The proposal might still be amended, and SEC Chair Gary Gensler was unable to say what the time frame will be for implementation, according to the Times. But the proposal is raising early alarms in the commercial real estate industry, with some wondering who, exactly, will be responsible for collecting and reporting such data.

The real estate industry is responsible for about 39% of total global emissions, per the International Energy Agency. Approximately 11% of emissions are generated by manufacturing materials such as steel and cement used in buildings, with the remainder emitted from buildings themselves and by generating the energy to power them.

Michael Biles, partner at King & Spalding's securities enforcement and regulation practice, suggested to GlobeSt.com that a software company that rents an office from an insurance company may be confused about who discloses electricity emissions.

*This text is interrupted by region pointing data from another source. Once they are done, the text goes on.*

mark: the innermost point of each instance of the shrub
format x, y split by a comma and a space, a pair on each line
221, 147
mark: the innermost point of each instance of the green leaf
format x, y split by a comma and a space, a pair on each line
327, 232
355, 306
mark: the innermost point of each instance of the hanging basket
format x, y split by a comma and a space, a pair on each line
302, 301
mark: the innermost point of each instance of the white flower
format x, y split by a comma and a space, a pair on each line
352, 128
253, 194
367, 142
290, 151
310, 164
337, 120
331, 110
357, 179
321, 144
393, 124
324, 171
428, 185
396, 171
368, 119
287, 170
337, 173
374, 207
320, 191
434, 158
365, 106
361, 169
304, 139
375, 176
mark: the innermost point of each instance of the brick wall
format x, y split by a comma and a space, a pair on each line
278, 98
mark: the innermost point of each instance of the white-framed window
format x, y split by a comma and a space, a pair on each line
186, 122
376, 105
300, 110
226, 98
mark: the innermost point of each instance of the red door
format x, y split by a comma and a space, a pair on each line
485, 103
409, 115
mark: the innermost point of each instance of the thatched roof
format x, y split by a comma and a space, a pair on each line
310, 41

“[T]he real question is how far will the requirements go?” Thomas Gorman, a partner in the law firm Dorsey & Whitney, said in a statement reported by GlobeSt. “The answer is in probability not as far as some foreign regulators such as the Hong Kong securities commission and the Monetary Authority of Singapore who are leaders in this area have gone. There will surely be a beginning, however, which in probability will be followed by lawsuits.”

Gensler dismissed overreach criticism to Times and didn't comment on potential legal challenges.

Many companies have been reporting climate information voluntarily to this point, the Times reports, but some have received criticism in the past for greenwashing, or deceptively convincing consumers they are following best environmental practices. For example, net-zero carbon standards for buildings can be misleading, Bisnow reported previously, when real estate companies stretch the definition of net-zero to not include emissions from manufacturing glass, steel and concrete, or not including a tenant's emissions.

Rhode Island Sen. Sheldon Whitehouse, a Democrat, told the Times the SEC should go further with the proposal and include disclosures on climate-related lobbying and influencing, adding he believes it is the most material disclosure a company could make.

Gensler says the SEC is responding to broader investor demand for information on climate risks.

“It’s a disclosure regime within a long tradition of disclosure regimes,” he told the Times.